Todos os dias dormia fatigada pelo trabalho, acordava e via nada
nada via porque ali não havia nada para servisse ver
mas sobressaltada que estava dizia a  si mesma que se tratava de algures, outros olhares
corria ao,portão, na rua, no chão, não  tinha  nada que lhe restituísse a calma
trabalhava dia após dia numa semiescravidão
-eu sou a lua  da noite eu sou a rosa do dia, dizia isso em pleno meio-dia
e só assim podia ser, seus fantasmas do passado, suas angústias do presente
o pressentimento de que algo maior a requeria, o portão batia mas na rua nada via
seu quintal agora imenso pedia sua proteção, as folhas a queriam, o muro era dela e ela não sabia
Assim, passados anos de valentia frente ao que não conhecia, assim vivia, não distinguia realidade de ficção
seus imensos olhos de ternura na noite escura procurava por barulhos, mas só se ouvia ao longe o ruído de carros, risos em outras freguesias, festas pobres e caras com cara de gente rica, gente mal vestida fingindo ser feliz
cada vestido que vestiam assoavam-lhe o nariz
a solidão carrega flores de plástico para novas eras, novos mundos que  tanto quis e já não era
de muito só que estava não fazia comentários com as sombras que riam, não procurava ir ao sol
porque  já o desconhecia
as paredes de concreto armado era seu favorito braço em um barracão pequeno, virado, armado  de traça
em uma favela de prédios imensos, feitos de ossos que tagarelavam e nada, de muitas mágoas, e dinheiro que só se gasta quando se espera  o fim de um sórdida piada
O marido desaparecera na compra  do cigarro, os filhos só diziam olá uma vez por ano
o bichano, ela não sabia se era verdade que existia, mas ali estava e sumia ela ou o bichano
só se viam a toda hora em todo engano dado por falsas impressões
não sabia mais quem era, isso já não tinha importância, separada pelo tempo dos que amava
sozinha no quarto onde estava, era o seu mundo, se tudo, sua capa de riso e fúria, sua passagem sem volta pela loucura
quando o dia amanhecia, saía de um lado, revirava o corpo e saia mais uma vez para ver quem de fato existia
Uma dia escuro de nuvens frias a levou, e sua alma junto com o bichano para o céu voou
em sua casa agora de lua, em sua nova madrugada fez de vez da solidão sua nova namorada.

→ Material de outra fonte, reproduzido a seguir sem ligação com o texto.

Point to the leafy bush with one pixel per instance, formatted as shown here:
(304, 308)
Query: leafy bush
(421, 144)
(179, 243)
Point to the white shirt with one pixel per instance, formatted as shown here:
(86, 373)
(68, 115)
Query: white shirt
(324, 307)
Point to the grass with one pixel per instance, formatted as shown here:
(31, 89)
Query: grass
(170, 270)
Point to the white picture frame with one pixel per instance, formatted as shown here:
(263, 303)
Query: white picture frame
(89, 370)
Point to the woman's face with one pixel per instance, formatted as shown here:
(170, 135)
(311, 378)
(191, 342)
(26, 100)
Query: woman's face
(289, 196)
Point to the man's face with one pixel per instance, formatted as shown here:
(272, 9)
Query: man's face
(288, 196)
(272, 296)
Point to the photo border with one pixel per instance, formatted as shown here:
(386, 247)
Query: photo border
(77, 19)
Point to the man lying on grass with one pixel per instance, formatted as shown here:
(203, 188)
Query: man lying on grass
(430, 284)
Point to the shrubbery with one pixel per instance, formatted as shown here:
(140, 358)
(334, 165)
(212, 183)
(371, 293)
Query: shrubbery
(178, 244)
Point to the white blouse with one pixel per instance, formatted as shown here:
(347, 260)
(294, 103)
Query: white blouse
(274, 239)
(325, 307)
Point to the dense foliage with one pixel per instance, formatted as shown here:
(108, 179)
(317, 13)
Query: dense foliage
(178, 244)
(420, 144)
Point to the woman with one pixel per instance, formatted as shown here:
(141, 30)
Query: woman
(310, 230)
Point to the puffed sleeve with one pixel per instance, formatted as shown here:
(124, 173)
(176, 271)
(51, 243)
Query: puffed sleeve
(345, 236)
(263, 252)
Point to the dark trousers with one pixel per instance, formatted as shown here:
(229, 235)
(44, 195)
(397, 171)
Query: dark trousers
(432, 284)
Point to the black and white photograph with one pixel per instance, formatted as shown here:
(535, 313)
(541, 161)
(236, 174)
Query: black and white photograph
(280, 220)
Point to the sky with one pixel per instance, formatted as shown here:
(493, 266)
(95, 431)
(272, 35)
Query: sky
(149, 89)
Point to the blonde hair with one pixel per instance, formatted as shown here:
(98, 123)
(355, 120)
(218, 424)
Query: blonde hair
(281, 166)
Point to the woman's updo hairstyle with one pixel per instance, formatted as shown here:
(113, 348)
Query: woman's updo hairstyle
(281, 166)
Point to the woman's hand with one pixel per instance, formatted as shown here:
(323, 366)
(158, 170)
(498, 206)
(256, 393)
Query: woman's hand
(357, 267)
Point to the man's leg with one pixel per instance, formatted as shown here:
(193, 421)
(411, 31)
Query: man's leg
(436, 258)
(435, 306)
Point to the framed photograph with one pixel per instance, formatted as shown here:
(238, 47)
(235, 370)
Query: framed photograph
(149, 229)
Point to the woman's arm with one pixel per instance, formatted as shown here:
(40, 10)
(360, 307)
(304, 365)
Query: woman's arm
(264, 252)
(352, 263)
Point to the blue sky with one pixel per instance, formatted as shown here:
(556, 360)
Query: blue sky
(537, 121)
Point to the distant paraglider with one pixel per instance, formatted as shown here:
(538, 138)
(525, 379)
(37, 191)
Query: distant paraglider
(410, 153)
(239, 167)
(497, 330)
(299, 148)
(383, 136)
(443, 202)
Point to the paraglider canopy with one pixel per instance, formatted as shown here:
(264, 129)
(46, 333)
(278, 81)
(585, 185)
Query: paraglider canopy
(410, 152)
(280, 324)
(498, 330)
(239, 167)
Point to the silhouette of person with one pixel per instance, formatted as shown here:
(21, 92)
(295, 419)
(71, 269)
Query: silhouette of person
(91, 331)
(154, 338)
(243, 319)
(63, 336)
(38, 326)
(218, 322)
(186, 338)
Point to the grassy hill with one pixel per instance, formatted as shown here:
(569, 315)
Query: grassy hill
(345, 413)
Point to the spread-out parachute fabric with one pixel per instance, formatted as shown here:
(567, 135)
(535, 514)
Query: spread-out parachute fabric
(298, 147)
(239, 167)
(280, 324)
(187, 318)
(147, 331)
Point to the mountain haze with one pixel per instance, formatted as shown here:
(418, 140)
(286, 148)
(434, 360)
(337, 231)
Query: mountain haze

segunda-feira, 4 de agosto de 2014

A RAIZ

A raiz perfura a terra em busca de segurança, a raiz da planta é semente de tentáculos partitura ainda criança
e na palma do chão realiza seu modelo de fórmula da invenção
a raiz dança em um movimento  que não se percebe, quase imóvel sabe que o seu tempo é imenso, enorme
a raiz inaugura a terra fofa, dá a desforra dos vegetais, silencia o mundo quando viva está no fundo deste quintal
As pedras se apresentam inimigas, mas as contorna como água de dique que lentamente explode
não há liberdade debaixo da terra, nem felicidade que se encontre em qualquer era sem nome
estrela da terra, o contrário do sol, mãos subterrâneas a criar grandes antenas de esperança caracóis
vieste do pó e ao pó voltarás- a raiz nem sabe disso, a raiz da planta é um guizo a rir em árvore nova
trata de assuntos correlatos com minhocas, conhece o tatu e por isso não o toca

a raiz é a própria toca do tatu, ela sabe de outros túneis de terras, outros tabus
a raiz agora já atinge seu ápice, a raiz traz em si o nome que lhe cabe, que lhe compete a arde
o mundo voltas dá em torno do olhar humano, grandes construções de concreto criam raízes
em seus pérfidos narizes, em sua boca matizes, em seu entorno me dizes que o prédio copia a planta
A raiz pretende a china , calcula o tempo que lhe cura a sina
a raiz ri da gente pois gera em nós o descontente porque de fato não nos contentamos em ser donos do mundo; tão humanos, e quando perecemos, dormimos ao lado dela, a razão humana no ponto de vista da raiz não presta, não lhe serve para nada, raízes debaixo da escada
pensa consigo a raiz em sua razão desconhecida, pensa no que haverá de nova vida, vê então os dias passar e em suas pernas pelos verdes que desatarão o mundo
olha a raiz adolesceu,sofreu de desesperança, chorou qual se cansa e vê que não é mais a que procura o mundo vermelho, saem-lhe verdes gotas dos joelhos.
do lado de cá uma planta nasceu, inda era madrugada quando enfrentou a lua cheia e formou-se, destacou-se, esse seu outro lado também procura o céu, como nós todos todos os dias em vão procuramos e de nós saem novos ramos, novas constelações de fel.se abrem como folhas e flores
a planta é a casca da raiz, sendo então seu outro lado, fica toda aparência e experiência do vento
a planta sente vergonha da raiz e faz confidências com borboletas
pode-se dizer que a raiz é a roupa suja que encanta,
os dias passam e a raiz não chegou  à China, mas como não pensa e não sofre, lentamente se desenvolve
até que um estúpido que pensa que pensa dá-lhe uma enxadada, raiz e planta agora já não mais vivem
raiz e planta secam e virarão fogo e subirão aos céus, se tornarão uma e outra nuvem de papel
E nova mente descerão ao solo sob forma de intensa chuva, para criar novas raízes, menos falsas, mais profundas.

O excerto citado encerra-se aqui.